Lets say for a minute Bulldozer didn't have the second integer core, okay? Would you still be pissed off because performance is crap because the FPU has half of the floating point capability as both K12 and SB and later Intel CPUs? The FPU literally can do twice as much on K12 and SB+ because it's twice as wide as Bulldozer's.
So if you want to get pissed off about something, get pissed off about that because a second integer core doesn't change the fact that the FPU already is seriously under-powered, even if it wasn't shared, which will continue to plague AMD if they don't change that in Zen. You mean how you can still buy a 1TB drive and find that 92.7GB is "missing" because people don't realize that HDD manufactures state SI prefixed bytes and not binary prefixed bytes?
The class wanted a 7% refund on the drives they bought which as you can see below nearly matches the difference when referring to gigabytes. Also notice how the difference increases as harddrives get larger and use larger prefixes.

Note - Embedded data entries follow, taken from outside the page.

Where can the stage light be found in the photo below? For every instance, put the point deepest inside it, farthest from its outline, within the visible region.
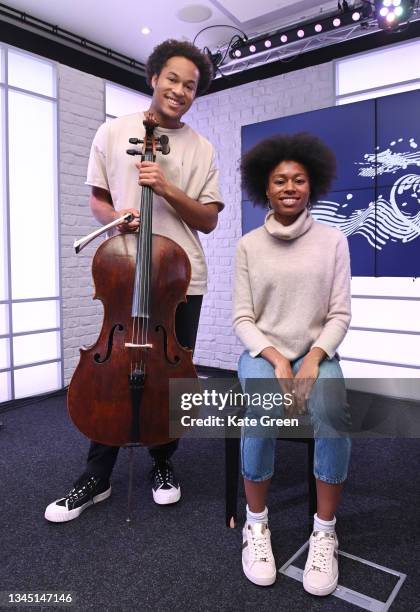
(390, 14)
(357, 16)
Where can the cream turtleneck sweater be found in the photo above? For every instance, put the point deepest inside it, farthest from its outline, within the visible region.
(292, 287)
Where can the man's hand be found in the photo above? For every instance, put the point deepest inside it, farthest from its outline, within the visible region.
(133, 226)
(150, 173)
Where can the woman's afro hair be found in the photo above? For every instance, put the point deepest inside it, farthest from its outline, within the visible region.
(179, 48)
(306, 149)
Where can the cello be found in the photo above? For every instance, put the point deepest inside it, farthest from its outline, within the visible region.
(119, 392)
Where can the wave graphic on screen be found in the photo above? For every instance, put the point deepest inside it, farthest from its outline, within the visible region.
(396, 218)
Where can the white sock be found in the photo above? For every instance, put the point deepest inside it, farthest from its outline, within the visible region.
(321, 525)
(256, 517)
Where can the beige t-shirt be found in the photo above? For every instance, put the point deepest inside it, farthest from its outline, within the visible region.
(190, 166)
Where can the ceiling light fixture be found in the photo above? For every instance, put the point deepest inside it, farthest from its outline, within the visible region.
(391, 14)
(344, 18)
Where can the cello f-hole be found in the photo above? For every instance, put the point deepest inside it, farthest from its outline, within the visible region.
(176, 358)
(97, 357)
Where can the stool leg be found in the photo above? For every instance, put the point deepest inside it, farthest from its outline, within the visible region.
(231, 480)
(311, 485)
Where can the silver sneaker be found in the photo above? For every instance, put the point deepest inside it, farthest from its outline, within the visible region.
(320, 576)
(257, 557)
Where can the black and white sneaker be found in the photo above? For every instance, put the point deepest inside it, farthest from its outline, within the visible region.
(86, 492)
(165, 487)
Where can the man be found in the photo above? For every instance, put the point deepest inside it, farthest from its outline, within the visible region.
(186, 200)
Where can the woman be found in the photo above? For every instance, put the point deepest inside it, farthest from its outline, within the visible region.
(291, 312)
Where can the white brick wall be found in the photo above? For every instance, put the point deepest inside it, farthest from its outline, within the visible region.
(219, 117)
(81, 111)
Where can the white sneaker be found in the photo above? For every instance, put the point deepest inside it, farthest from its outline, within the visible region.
(320, 576)
(257, 557)
(165, 487)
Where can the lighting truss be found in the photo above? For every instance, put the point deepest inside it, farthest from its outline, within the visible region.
(296, 46)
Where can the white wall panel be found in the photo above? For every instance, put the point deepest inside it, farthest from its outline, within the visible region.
(401, 315)
(4, 353)
(33, 217)
(4, 319)
(5, 387)
(3, 241)
(378, 68)
(31, 73)
(122, 101)
(377, 346)
(385, 285)
(32, 348)
(37, 379)
(379, 93)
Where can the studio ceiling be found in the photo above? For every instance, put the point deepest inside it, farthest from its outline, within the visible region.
(117, 24)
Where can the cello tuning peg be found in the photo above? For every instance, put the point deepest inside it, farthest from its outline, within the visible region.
(164, 144)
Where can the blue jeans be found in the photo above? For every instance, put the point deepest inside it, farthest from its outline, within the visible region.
(332, 452)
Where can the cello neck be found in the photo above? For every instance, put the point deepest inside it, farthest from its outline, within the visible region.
(141, 291)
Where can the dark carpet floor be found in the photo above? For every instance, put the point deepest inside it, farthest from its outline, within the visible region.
(183, 557)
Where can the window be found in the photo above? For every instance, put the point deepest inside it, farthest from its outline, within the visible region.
(30, 336)
(378, 73)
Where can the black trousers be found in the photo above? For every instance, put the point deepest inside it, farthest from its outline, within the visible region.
(101, 458)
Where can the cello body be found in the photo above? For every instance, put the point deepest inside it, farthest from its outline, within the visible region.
(101, 401)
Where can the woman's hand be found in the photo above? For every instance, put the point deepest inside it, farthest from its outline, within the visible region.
(282, 370)
(307, 374)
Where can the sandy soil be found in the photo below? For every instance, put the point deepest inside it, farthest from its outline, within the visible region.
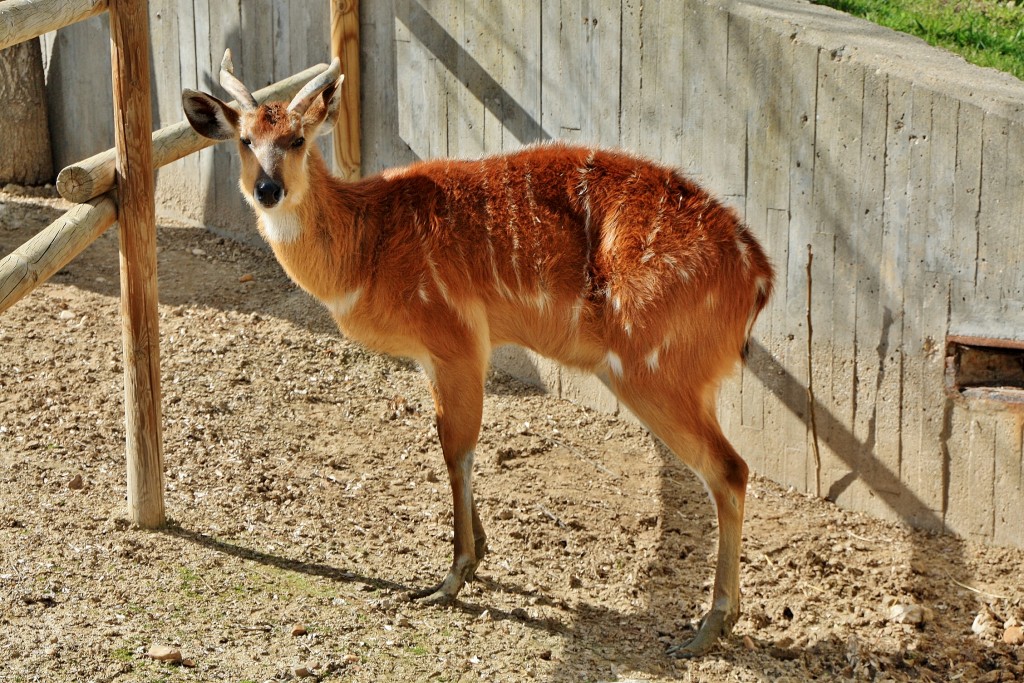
(306, 496)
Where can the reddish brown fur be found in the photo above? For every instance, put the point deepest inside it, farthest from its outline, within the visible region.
(596, 258)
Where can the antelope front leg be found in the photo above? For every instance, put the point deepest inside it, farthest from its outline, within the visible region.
(458, 394)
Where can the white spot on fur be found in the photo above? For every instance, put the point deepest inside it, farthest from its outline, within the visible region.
(541, 299)
(614, 364)
(343, 305)
(743, 249)
(281, 226)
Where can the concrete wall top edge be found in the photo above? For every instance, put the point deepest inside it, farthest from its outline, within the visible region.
(852, 39)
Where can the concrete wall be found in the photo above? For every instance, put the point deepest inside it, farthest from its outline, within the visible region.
(269, 39)
(898, 166)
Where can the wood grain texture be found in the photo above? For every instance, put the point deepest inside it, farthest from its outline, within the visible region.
(95, 175)
(132, 133)
(53, 248)
(22, 19)
(25, 135)
(345, 45)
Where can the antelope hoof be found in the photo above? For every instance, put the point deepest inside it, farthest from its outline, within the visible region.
(446, 591)
(715, 625)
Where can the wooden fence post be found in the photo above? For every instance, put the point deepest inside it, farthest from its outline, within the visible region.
(137, 220)
(345, 45)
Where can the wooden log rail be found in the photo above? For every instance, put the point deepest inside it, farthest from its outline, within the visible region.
(135, 211)
(22, 19)
(53, 248)
(119, 185)
(93, 176)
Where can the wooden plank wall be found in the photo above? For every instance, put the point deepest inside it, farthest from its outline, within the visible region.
(269, 39)
(897, 184)
(901, 176)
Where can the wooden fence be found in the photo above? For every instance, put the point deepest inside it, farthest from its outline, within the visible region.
(119, 184)
(899, 165)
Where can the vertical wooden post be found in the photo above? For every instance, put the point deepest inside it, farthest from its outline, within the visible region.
(345, 45)
(137, 220)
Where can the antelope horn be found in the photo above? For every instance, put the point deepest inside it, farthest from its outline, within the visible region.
(305, 96)
(233, 86)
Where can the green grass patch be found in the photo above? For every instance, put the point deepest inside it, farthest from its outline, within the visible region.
(987, 33)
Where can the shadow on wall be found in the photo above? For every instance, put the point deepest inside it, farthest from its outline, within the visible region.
(78, 85)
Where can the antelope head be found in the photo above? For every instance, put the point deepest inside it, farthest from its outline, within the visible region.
(274, 139)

Again: Who do you think is sitting in the jury box? Ignorant consumers! This is why im not surprised AMD is getting sued over core counts.
The argument falls apart when you consider what would happen if AMD had doubled the width of the single FPU (not add a second one,) per module and it's impact it would have had on floating point performance and I'm willing to bet that you would instantly make up the difference but, that still doesn't fix the integer cores which is where a lot of performance is lost. Once again, the class action makes it sound like bulldozer sucks because it has a shared FPU when it's really because it has gimped FPUs. Sharing it was smart, slimming it out was not. A similarly clocked Intel quad core will have double the floating point performance than an "8 core" BD chip at the same clock. It also happens to be the case (as I said before,) that the FPU per module is half of the width of the FPU on K12 and SB through at least Haswell. If BD had FPUs that were twice as wide, it would still be shared but, if you consider the clocks that BD runs at, you make up some of that difference and floating point performance would line up more with a 6c Intel CPU if that were the case instead of somewhere between a dual-core and quad-core Intel chip at the same clock.
Simply put, you could still have a FPU on every core but, if they make the FPU half as wide than it is now per every module, you're still stuck with the same crappy performance because your ability to dispatch hasn't been improved. When using any streaming SIMD task with floating point data, the wider FPU at any given clock speed will always be faster than a narrower one because half the width means twice as many cycles to do the same thing and fewer cycles to complete a task means better IPC. So despite having twice as many FPUs, the reduced width of each unit harms overall throughput.
tl;dr: Increasing the width of the already shared FPU by double would have the same performance characteristics as doubling the number of FPUs with the current width which is reason alone to reject the "it's not 8 cores," claim based strictly on the FPU itself. Simply put, caveat emptor.
Except it sounds exactly like people are going to expect. Once again, people keep equating bad performance to "not really being cores."
I'm pretty sure you need to read #374 again and not just the beginning about Seagate.